Creature per mezzo di me create, marosi in oceano d’amore,

lo so, contro il Padre vi rivolterete: il Padre, che vi ascolterà.

Mi sono scagliato contro me stesso per farvi sorgere dai sacrari profondi

dandovi la vita, mi sono votato a sofferenze e torture,

ma la forza mi manca, di rinunciare alla gioia di creare.

La gioia di creare supera gli orrori della morte corporale

sì, corporale, ancora lo dico perché il mio spirito immortale

in voi e in voi discendenti per sempre si manifesterà.

Voi dovrete abbattermi e per coloro che contravverranno per timore

la mia unica legge dell’eterno amore e della creazione eterna,

il Padre ha preparato grande sofferenza e dolore della separazione.

Tutti da te generati e sottomessi alla volontà paterna,

prendiamo tristemente il cammino che tracciò la tua santa destra

per cogliere i fiori misteriosi sbocciati nella valle

della vita da te irradiata e verso te ritornare.

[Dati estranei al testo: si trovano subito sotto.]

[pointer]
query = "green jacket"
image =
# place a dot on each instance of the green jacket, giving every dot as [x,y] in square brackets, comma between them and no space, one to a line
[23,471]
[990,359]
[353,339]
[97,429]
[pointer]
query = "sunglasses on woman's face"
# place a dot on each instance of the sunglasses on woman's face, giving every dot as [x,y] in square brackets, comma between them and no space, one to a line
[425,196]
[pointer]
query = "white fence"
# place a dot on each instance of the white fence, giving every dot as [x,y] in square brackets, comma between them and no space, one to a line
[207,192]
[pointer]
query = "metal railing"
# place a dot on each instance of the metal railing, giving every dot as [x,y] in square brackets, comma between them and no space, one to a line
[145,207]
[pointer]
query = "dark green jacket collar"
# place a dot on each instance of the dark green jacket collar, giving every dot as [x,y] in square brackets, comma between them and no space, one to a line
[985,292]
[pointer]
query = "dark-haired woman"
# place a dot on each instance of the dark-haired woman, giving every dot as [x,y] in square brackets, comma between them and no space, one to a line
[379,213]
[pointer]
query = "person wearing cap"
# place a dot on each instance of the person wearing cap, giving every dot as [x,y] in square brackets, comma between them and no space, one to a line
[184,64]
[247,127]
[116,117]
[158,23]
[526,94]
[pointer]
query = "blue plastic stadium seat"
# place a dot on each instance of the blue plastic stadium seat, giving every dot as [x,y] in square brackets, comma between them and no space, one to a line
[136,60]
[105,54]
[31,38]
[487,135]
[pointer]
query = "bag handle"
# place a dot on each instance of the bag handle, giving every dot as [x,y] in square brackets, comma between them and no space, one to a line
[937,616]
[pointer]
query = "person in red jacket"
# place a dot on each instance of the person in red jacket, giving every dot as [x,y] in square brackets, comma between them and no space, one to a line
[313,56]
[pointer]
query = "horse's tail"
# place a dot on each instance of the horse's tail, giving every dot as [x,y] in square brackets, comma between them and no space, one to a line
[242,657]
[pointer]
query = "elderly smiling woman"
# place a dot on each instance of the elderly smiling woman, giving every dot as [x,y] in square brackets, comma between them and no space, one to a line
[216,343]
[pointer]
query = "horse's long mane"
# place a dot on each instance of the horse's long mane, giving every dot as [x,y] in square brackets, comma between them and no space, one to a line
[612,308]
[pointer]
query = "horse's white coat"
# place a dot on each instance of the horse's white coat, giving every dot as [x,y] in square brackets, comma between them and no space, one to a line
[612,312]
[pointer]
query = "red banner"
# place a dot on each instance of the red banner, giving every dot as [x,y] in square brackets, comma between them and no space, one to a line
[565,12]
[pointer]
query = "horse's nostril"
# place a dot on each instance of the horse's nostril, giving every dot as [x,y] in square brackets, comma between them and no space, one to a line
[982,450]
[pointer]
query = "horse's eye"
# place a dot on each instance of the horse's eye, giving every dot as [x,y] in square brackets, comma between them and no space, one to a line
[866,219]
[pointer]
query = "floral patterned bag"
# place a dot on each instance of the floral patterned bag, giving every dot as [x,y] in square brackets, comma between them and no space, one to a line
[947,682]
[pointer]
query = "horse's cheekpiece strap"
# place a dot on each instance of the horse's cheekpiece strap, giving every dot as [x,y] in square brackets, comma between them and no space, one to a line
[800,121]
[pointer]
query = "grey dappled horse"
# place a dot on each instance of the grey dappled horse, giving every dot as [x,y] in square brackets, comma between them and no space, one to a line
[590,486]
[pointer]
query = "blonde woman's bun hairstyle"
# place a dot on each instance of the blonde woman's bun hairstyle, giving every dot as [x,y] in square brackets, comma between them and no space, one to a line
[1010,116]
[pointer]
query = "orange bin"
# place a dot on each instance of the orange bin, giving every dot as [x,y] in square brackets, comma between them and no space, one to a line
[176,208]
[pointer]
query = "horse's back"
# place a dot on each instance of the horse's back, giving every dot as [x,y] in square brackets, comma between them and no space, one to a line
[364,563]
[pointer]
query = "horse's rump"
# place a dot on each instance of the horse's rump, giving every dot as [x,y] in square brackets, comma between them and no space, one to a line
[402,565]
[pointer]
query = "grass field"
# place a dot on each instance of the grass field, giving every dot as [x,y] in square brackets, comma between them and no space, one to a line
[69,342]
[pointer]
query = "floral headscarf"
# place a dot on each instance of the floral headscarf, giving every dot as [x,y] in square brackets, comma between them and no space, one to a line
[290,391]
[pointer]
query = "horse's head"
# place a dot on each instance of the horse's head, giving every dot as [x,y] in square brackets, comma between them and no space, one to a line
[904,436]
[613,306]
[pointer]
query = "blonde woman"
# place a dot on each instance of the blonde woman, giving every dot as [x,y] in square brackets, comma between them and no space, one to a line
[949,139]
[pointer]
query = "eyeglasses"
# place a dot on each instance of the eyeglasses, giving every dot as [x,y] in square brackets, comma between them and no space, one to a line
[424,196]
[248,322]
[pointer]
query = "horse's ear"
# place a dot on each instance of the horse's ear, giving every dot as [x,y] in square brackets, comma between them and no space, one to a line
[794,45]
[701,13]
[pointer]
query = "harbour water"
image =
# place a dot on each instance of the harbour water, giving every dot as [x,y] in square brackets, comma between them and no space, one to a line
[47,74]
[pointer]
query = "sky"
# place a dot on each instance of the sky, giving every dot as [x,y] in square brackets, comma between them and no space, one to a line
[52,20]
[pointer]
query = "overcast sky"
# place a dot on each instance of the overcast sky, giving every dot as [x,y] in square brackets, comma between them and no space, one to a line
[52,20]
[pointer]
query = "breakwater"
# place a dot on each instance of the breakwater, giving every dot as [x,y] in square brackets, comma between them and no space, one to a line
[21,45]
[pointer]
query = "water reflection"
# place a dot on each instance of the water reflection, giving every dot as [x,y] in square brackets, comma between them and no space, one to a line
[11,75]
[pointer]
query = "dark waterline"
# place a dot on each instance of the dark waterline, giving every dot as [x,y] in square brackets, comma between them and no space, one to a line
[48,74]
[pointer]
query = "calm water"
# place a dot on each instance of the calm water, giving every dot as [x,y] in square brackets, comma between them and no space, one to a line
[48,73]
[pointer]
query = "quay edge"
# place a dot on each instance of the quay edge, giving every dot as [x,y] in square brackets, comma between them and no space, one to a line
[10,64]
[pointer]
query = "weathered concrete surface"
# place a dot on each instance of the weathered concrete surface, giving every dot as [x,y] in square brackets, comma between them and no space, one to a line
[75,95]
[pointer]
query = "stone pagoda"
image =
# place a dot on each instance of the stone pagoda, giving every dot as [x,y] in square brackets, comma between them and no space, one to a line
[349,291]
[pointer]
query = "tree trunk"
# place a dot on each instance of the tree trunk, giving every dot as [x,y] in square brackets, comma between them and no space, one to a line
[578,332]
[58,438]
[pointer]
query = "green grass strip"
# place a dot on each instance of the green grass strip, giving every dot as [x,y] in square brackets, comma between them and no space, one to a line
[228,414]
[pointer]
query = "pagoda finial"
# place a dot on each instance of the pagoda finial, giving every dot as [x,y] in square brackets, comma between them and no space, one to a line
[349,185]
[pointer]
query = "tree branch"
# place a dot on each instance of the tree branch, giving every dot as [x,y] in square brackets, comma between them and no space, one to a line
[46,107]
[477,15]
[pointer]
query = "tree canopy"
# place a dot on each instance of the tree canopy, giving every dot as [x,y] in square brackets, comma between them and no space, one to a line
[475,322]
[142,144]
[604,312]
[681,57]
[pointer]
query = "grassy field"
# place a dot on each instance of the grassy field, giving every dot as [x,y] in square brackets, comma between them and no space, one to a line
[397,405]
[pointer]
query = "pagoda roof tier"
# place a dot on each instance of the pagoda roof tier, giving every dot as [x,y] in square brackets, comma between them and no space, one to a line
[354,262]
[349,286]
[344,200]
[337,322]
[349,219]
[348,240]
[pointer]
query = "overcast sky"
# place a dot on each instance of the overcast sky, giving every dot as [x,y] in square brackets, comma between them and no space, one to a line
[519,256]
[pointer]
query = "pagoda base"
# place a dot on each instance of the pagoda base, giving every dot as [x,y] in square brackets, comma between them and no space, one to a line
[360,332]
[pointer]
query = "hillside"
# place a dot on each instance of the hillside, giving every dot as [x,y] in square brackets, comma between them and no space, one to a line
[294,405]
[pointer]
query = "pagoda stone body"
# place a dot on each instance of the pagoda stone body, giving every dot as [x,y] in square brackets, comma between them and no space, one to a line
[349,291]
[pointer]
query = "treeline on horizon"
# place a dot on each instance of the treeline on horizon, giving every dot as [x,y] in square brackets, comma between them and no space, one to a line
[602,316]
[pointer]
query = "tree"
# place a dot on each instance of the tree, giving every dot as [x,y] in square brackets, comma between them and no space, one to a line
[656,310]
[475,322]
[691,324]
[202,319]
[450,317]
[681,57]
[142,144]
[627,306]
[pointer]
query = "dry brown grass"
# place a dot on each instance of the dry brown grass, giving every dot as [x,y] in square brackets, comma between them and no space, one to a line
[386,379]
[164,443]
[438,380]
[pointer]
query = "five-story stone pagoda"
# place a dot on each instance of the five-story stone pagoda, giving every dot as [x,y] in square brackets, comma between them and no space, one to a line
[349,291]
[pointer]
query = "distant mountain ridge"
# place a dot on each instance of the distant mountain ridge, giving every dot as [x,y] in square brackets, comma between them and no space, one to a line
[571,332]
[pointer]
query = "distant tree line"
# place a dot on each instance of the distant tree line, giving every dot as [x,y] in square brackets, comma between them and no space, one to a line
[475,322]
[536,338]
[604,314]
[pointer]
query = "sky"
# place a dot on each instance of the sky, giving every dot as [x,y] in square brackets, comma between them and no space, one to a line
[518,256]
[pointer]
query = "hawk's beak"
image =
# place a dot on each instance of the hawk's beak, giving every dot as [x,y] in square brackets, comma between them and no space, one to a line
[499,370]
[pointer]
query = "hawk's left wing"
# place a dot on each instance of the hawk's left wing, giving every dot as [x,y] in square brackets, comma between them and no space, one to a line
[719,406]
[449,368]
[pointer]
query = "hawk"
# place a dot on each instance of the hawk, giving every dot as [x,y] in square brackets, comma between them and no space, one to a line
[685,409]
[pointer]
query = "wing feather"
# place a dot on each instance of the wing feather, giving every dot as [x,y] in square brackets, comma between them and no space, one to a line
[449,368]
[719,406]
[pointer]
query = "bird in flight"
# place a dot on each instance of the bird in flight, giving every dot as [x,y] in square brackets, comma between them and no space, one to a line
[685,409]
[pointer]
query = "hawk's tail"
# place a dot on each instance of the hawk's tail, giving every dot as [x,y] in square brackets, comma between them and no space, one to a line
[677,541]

Ma nei cuori separati non cesserai di vivere

per l’eterna aspirazione verso il differente, l’inaudito, l’amore eterno

nella tristezza segreta che proietta la sua ombra su tutte le gioie.

Verranno istanti in cui lo stesso rimpianto di te si assopirà in noi

ore terribili, ma dopo… o festa delle feste!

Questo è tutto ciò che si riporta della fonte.